DIFFERENCE returns an integer value measuring the difference between the SOUNDEX or METAPHONE values of two character expressions.

Syntax: How to Measure the Phonetic Similarity Between Character String

DIFFERENCE(chrexp1, chrexp2)

where:

chrexp1, chrexp2

Alphanumeric

Are the character strings to be compared.

Zero (0) represents the least similarity. For SOUNDEX, 4 represents the most similarity, and for METAPHONE, 16 represents the most similarity.

The use of SOUNDEX or METAPHONE depends on the PHONETIC_ALGORITHM setting.

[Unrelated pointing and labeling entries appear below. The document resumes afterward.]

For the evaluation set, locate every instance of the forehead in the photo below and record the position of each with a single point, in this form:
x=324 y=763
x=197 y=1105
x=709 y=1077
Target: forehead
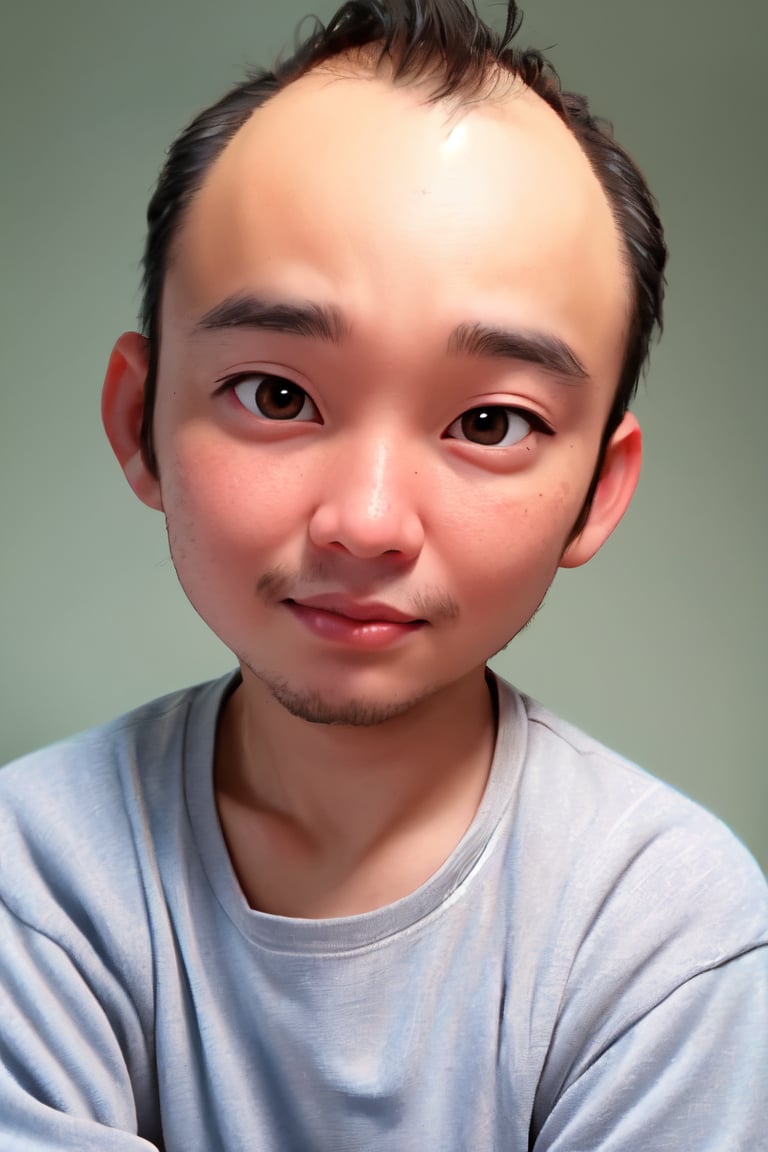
x=355 y=191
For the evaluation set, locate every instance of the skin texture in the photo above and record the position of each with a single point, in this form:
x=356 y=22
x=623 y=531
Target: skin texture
x=356 y=751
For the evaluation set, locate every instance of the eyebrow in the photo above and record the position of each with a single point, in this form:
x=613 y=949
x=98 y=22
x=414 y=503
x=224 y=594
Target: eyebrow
x=327 y=323
x=298 y=319
x=540 y=348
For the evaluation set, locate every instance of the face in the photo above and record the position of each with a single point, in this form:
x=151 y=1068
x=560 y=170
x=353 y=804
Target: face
x=392 y=333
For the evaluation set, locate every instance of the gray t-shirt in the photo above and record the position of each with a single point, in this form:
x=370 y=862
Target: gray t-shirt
x=588 y=970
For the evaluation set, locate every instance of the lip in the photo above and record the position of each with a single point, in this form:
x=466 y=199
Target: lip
x=356 y=626
x=359 y=611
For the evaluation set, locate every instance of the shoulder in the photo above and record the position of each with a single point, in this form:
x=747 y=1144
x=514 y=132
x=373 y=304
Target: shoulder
x=648 y=888
x=599 y=805
x=629 y=891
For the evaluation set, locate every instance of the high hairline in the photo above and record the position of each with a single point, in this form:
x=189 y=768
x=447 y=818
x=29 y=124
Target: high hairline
x=447 y=48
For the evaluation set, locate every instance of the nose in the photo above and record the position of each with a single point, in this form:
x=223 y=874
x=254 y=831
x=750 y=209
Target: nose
x=367 y=503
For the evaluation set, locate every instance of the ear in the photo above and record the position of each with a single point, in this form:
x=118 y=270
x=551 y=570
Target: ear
x=618 y=477
x=122 y=409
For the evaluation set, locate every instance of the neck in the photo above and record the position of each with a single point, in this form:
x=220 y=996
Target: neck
x=334 y=820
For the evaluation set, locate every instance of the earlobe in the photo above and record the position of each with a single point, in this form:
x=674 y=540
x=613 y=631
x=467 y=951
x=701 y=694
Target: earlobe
x=122 y=408
x=618 y=477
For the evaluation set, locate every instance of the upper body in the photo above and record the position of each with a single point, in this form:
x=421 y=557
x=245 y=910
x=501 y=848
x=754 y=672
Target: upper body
x=591 y=923
x=397 y=296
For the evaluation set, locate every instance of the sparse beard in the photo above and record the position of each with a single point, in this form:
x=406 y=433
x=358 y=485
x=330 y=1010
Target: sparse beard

METAPHONE is the default algorithm.

Example: Measuring the Phonetic Similarity Between Character Strings

The following request uses DIFFERENCE with the default phonetic algorithm (METAPHONE) to compare first names in the data source with the names JOHN and MARY.

TABLE FILE VIDEOTRK
PRINT FIRSTNAME 
COMPUTE
JOHN_DIFF/I5 = DIFFERENCE(FIRSTNAME,'JOHN') ;
MARY_DIFF/I5 = DIFFERENCE(FIRSTNAME, 'MARY');
BY LASTNAME NOPRINT
WHERE RECORDLIMIT EQ 30
ON TABLE SET PAGE NOLEAD
ON TABLE SET STYLE *
GRID=OFF,$
ENDSTYLE
END

The output is shown in the following image. Note that the names JOANN and JOHN have the highest scores for matching with JOHN, and that MARCIA, MICHAEL, and MARTHA have the highest scores for matching with MARY.